One of her go-to sources of advice was Emer Beamer, who one day told her that what she was doing, naturally, was actually a discipline called ‘Design Thinking’, and asked her if she had heard of a school called THNK. Two weeks before the next program was going to start, she got a call inviting her to apply.
“I didn’t know what was coming, but I loved walking into that place and seeing everyone prototyping their own big ideas. And I guess I just saw a roomful of valuable connections: Oh, you have a skill that I need, you have another skill that I need. I thought about in an extremely utilitarian sense: I’m going to drag you back to my cave and extract the information I need. It sounds very predatory, but it’s an exchange: I got dragged back to many, many caves myself. But It took a while before I got the bigger picture. That THNK was not just about the answer to my immediate questions. I was in for much harder work.”
That work involved digging deep, asking tough questions of herself, and working with a coach to look at her purpose and her skills, and the things she needed to change in her life. All of which made her extremely uncomfortable. There were deliberate efforts to push her out of her comfort zone. “I hate improvisation. I plan everything down to the letter.”
Daughter of a marine engineer, with a military background, the idea of pulling an idea from thin air and testing it with a roomful of people didn’t sit well. “I work in the digital space where letting go of control is a path to success, and yet I personally found letting go of control extremely challenging.”
Similarly, she spent her life as a journalist listening to other people.

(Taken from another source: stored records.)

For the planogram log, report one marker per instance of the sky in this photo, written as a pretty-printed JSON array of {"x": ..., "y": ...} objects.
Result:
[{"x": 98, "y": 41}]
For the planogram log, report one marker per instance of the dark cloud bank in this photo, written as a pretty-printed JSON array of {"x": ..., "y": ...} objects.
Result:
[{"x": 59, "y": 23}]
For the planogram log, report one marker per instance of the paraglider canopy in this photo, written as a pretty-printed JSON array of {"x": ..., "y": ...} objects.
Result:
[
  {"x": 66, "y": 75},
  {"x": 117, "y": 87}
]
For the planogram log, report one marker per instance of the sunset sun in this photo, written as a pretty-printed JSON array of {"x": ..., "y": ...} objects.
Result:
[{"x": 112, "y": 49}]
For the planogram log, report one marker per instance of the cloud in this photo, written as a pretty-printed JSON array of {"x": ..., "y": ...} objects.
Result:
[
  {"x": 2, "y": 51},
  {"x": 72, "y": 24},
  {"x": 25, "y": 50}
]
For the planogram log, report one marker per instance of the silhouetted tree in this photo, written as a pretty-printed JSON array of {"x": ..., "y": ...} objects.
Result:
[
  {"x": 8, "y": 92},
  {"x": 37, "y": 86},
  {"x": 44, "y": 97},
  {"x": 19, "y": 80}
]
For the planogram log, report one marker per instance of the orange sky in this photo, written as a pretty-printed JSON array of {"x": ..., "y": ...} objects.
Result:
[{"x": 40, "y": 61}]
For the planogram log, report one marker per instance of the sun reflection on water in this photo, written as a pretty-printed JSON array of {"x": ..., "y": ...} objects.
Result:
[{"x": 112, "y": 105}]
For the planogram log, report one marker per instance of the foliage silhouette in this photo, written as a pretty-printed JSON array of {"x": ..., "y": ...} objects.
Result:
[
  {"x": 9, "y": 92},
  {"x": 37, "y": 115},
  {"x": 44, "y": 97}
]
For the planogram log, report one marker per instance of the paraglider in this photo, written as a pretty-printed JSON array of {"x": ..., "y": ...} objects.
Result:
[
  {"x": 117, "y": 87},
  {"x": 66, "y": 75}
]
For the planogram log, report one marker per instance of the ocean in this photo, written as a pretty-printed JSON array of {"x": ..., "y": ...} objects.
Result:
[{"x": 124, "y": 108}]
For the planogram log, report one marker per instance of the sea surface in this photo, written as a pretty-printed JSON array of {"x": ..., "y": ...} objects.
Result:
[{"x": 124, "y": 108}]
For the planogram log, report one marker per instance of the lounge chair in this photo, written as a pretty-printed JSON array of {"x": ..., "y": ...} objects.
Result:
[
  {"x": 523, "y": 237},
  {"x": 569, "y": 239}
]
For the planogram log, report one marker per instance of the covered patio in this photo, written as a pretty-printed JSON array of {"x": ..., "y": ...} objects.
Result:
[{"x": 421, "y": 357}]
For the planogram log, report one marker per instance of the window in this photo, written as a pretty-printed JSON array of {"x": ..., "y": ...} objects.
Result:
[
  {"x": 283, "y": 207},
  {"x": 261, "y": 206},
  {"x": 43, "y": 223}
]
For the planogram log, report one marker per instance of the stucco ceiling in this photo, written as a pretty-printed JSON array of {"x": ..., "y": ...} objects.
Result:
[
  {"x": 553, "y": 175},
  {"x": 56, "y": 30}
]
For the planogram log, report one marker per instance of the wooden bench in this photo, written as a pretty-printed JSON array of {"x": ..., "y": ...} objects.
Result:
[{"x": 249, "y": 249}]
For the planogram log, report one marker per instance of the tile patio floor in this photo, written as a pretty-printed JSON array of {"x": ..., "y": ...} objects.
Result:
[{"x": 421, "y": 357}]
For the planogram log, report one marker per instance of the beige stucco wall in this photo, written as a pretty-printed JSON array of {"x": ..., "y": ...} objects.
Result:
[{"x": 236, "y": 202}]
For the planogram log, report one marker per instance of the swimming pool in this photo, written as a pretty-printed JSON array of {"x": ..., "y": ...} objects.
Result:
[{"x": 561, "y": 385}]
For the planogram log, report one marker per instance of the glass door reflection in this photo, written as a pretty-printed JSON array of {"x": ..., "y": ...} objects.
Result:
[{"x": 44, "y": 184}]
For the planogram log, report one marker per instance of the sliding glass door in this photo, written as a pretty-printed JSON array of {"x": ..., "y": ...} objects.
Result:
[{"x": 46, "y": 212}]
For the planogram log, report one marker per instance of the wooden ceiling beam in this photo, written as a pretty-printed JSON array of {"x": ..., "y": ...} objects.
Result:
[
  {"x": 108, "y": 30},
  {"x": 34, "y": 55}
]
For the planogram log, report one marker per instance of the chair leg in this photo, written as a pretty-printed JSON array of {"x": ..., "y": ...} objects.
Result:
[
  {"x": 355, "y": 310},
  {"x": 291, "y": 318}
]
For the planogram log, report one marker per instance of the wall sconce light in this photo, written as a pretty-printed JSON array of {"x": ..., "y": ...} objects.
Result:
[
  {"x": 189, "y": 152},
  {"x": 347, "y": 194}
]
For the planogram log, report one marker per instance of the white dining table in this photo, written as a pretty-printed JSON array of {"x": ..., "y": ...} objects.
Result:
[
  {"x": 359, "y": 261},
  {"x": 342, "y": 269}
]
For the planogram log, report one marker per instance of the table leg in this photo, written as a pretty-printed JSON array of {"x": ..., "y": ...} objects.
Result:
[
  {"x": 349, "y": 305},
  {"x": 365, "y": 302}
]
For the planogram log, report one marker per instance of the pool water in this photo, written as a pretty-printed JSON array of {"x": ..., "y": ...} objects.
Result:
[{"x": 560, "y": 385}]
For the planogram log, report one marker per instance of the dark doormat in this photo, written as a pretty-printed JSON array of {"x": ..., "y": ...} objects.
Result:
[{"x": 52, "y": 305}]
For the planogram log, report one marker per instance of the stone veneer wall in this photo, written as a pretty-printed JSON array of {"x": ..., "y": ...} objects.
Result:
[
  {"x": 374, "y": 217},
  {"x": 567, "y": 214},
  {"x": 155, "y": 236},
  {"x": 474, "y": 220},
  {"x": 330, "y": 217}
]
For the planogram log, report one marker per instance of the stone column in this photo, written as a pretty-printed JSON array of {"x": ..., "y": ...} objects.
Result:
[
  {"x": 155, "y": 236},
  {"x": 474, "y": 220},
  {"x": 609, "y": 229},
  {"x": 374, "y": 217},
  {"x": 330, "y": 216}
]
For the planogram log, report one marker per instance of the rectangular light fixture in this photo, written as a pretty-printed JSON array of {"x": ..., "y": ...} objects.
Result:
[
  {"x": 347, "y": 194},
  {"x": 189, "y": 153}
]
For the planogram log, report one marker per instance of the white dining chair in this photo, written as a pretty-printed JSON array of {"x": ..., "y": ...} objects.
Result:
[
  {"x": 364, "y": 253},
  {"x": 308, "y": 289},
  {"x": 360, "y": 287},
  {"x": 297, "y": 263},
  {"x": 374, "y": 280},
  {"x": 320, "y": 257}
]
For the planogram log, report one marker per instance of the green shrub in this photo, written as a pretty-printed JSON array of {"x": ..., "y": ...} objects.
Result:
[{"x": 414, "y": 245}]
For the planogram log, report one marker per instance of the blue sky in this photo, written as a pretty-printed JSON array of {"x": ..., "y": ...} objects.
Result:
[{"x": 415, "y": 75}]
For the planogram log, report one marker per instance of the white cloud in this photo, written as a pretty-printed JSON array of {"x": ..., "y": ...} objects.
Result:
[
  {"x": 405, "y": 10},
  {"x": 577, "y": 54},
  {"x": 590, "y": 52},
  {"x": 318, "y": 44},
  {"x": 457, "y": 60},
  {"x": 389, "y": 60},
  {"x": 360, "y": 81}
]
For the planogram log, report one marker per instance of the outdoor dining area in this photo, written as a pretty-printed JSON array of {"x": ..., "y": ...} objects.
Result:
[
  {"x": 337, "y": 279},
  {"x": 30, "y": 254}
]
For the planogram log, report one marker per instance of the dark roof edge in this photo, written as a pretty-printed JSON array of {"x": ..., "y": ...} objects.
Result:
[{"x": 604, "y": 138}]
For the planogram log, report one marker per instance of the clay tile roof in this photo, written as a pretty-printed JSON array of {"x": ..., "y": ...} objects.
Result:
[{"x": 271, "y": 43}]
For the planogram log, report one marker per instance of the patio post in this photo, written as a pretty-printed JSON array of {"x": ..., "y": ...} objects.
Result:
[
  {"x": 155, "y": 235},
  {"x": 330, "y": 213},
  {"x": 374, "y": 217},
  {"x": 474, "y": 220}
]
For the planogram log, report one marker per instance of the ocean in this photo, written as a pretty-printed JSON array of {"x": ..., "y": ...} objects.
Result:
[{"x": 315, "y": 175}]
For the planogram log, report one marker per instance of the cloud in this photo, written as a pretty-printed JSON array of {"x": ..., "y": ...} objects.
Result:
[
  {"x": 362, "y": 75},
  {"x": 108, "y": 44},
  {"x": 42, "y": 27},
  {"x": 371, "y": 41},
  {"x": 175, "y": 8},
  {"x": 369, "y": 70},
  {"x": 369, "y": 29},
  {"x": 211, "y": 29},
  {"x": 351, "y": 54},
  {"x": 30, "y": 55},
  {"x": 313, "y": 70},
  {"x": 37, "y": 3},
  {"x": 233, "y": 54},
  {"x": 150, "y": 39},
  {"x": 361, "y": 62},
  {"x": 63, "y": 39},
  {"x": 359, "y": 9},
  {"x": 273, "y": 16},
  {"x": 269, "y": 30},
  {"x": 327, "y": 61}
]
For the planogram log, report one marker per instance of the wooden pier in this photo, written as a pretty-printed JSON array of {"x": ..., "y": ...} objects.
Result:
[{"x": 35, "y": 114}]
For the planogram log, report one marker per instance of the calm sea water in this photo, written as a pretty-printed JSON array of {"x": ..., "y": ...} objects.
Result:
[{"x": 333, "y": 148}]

“And yet I wasn’t in the habit of listening to myself. And here I was in a situation where you couldn’t choose your level of participation: you had to jump all in. We were there to explore. And I watched people make stuff up and try things out on the fly, sometimes with ridiculous success. And sometimes not, but it was always interesting. I learned that the real artistry and mastery is letting go of the script and stepping into the unknown with the skills you have.”